Это было сказано таким тоном, что я густо покраснел, смущаясь собственной самонадеянности. Но — еще хуже — он намекал на то, что я сам виноват в своем пленении и в том, что случилось с Клер. Если так и было на самом деле, то я не желал, чтобы мне об этом напоминали. Наоборот, теперь мне хотелось верить, что великий катарский заговор существовал на самом деле. Иначе мое идиотское приключение лишалось всякого смысла.

— Вы хотите сказать, что никогда ничего такого не слышали? О том, что сироты планируют третью мировую войну?

— В церкви всегда ходили разговоры такого рода. Грандиозные апокалиптические фантазии. Помнится, когда началась Большая война (я имею в виду в тысяча девятьсот четырнадцатом), мои однокашники по приюту оживились. Прискорбно, конечно. Они, видите ли, полагали, что эту войну развязали «мы». Скоро мы увидим конец света. Для них это ли не цель желанная? {375} А меня долго мучили кошмарные сны. Вероятно, потому, что я так живо представлял себе конец света. Я видел его перед своими глазами, как в кино, как в каком-нибудь эйзенштейновском шедевре. Ужасно, ужасно. Конечно же, как выяснилось, четырнадцатый не был концом света — всего лишь европейской цивилизации. Моих однокашников это разочаровало. Соответственно, когда в тридцать девятом году началась вторая война, они снова поспешили приписать все заслуги за Gotterdammerung [60] себе. Их мало волновало, что из этого вытекало, будто герр Гитлер — невольный инструмент истинного Бога. Что касается меня, то я не был готов принять Освенцим как путь к спасению. Я бы предпочел, чтобы мы оставались бесконечно долго в нашем нормальном человеческом состоянии полупроклятых.
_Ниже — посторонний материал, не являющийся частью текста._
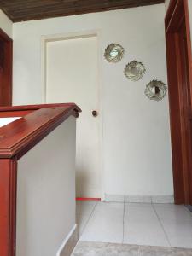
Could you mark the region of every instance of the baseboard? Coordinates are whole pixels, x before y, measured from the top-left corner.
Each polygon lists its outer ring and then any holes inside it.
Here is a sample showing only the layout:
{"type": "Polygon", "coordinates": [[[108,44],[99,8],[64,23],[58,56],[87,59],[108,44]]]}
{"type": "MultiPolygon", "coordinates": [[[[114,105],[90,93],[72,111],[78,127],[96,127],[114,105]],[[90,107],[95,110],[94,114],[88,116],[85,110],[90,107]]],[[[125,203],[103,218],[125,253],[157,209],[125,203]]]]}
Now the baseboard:
{"type": "Polygon", "coordinates": [[[174,203],[173,195],[123,195],[105,194],[105,201],[132,203],[174,203]]]}
{"type": "Polygon", "coordinates": [[[70,256],[78,242],[78,229],[77,224],[75,224],[61,244],[56,256],[70,256]]]}

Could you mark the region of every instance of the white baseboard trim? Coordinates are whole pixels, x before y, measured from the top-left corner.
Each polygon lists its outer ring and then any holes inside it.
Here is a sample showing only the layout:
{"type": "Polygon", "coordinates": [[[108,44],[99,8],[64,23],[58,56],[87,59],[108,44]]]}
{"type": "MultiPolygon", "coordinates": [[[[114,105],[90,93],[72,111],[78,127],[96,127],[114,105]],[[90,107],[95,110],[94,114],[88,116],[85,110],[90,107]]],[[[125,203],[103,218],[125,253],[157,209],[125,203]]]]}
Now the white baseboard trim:
{"type": "Polygon", "coordinates": [[[127,195],[105,194],[105,201],[111,202],[132,203],[174,203],[173,195],[127,195]]]}
{"type": "Polygon", "coordinates": [[[78,239],[77,224],[74,224],[60,247],[56,256],[70,256],[76,243],[78,242],[78,239]]]}

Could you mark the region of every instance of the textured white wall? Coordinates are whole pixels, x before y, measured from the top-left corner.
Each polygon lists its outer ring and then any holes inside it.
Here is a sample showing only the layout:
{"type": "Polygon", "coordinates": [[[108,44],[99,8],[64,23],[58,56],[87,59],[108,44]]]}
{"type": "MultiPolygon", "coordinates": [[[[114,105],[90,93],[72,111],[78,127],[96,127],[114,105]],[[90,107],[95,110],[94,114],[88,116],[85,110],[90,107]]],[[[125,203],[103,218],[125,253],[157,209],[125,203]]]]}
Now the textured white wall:
{"type": "Polygon", "coordinates": [[[55,256],[75,225],[75,119],[18,161],[18,256],[55,256]]]}
{"type": "Polygon", "coordinates": [[[12,21],[0,9],[0,28],[3,29],[10,38],[12,38],[12,21]]]}
{"type": "Polygon", "coordinates": [[[158,4],[14,24],[15,104],[41,103],[41,36],[100,31],[107,194],[173,193],[168,98],[157,102],[144,95],[151,79],[166,84],[164,17],[165,5],[158,4]],[[125,49],[117,64],[103,58],[111,43],[125,49]],[[123,70],[135,59],[147,73],[134,83],[123,70]]]}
— Вы хотите сказать, что Анджелотти одурачил меня? Что его история — ложь?

Он задумался, возвращаясь далеко назад в своей памяти.

— Я помню, что кое-кто из моих однокашников пошел в науку — в биологию, физику. Нет сомнений, они внесли немалый вклад в патриотическое смертоубийство со всех сторон. Но, как видите, мир потихоньку тащится и дальше. Абраксас не всемогущ, как и его последователи.

— Но вы должны признать, — гнул свое я, — что каждый раз мы все ближе и ближе подходим к краю пропасти.

— Да. Но пока еще край достаточно далеко.

— Далеко? А вы слышали о бомбе — о водородной бомбе?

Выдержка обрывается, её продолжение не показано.